🤖 AI Summary
In serverless FaaS environments, shared infrastructure induces performance variability across function instances, resulting in increased execution latency and higher time-based billing costs. To address this, we propose Performance-Aware Instance Culling (PAIC), a runtime scheduling mechanism that embeds lightweight benchmarking during function cold starts to detect underperforming instances in real time. PAIC integrates dynamic instance termination with request requeuing, proactively retiring slow instances while reusing previously validated high-performance ones. This work introduces the first “self-terminating instance” paradigm for performance-driven scheduling and enables fine-grained, performance-aware orchestration at the FaaS runtime layer. Experimental evaluation on resource-intensive data-processing workflows demonstrates a 13% acceleration in critical stages, a 4% end-to-end performance improvement, and an equivalent 4% cost reduction.

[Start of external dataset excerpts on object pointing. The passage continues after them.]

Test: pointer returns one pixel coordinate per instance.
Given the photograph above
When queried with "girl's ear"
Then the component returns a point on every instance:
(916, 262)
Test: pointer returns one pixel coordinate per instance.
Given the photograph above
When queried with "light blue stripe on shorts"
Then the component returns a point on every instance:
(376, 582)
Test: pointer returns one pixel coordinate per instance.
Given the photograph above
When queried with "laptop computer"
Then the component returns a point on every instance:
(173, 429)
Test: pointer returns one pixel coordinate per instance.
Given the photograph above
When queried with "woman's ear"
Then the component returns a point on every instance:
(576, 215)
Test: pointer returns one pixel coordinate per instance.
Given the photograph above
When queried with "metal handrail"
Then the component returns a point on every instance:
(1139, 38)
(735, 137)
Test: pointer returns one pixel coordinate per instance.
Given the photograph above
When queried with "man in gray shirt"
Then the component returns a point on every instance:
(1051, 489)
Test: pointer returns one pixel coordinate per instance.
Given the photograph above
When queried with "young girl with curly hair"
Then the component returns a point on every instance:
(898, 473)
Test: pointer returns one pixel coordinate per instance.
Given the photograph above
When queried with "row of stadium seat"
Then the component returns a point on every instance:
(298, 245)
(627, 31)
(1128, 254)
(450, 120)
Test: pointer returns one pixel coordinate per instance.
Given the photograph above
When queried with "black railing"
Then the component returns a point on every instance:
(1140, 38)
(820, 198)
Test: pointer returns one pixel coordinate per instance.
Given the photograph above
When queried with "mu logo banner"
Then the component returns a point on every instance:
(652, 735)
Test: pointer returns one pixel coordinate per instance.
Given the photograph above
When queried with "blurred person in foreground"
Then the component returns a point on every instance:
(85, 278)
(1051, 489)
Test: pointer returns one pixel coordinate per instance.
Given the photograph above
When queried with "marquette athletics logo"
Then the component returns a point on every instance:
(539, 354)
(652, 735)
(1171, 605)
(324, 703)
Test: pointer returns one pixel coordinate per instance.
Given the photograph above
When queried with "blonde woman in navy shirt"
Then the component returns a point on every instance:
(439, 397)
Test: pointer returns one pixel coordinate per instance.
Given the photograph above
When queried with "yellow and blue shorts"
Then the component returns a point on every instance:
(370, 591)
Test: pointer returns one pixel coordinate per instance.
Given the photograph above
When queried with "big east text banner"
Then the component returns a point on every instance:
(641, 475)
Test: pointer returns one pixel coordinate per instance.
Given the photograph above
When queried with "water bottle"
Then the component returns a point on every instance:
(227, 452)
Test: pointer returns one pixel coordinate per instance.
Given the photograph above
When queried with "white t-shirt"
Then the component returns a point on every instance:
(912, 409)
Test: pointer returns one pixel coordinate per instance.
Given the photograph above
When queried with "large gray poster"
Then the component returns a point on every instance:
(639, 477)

Gains are more pronounced in long-running workflows.
📝 Abstract
Serverless Function-as-a-Service (FaaS) is a popular cloud paradigm to quickly and cheaply implement complex applications. Because the function instances cloud providers start to execute user code run on shared infrastructure, their performance can vary. From a user perspective, slower instances not only take longer to complete, but also increase cost due to the pay-per-use model of FaaS services where execution duration is billed with microsecond accuracy. In this paper, we present Minos, a system to take advantage of this performance variation by intentionally terminating instances that are slow. Fast instances are not terminated, so that they can be re-used for subsequent invocations. One use case for this are data processing and machine learning workflows, which often download files as a first step, during which Minos can run a short benchmark. Only if the benchmark passes, the main part of the function is actually executed. Otherwise, the request is re-queued and the instance crashes itself, so that the platform has to assign the request to another (potentially faster) instance. In our experiments, this leads to a speedup of up to 13% in the resource intensive part of a data processing workflow, resulting in up to 4% faster overall performance (and consequently 4% cheaper prices). Longer and complex workflows lead to increased savings, as the pool of fast instances is re-used more often. For platforms exhibiting this behavior, users get better performance and save money by wasting more of the platforms resources.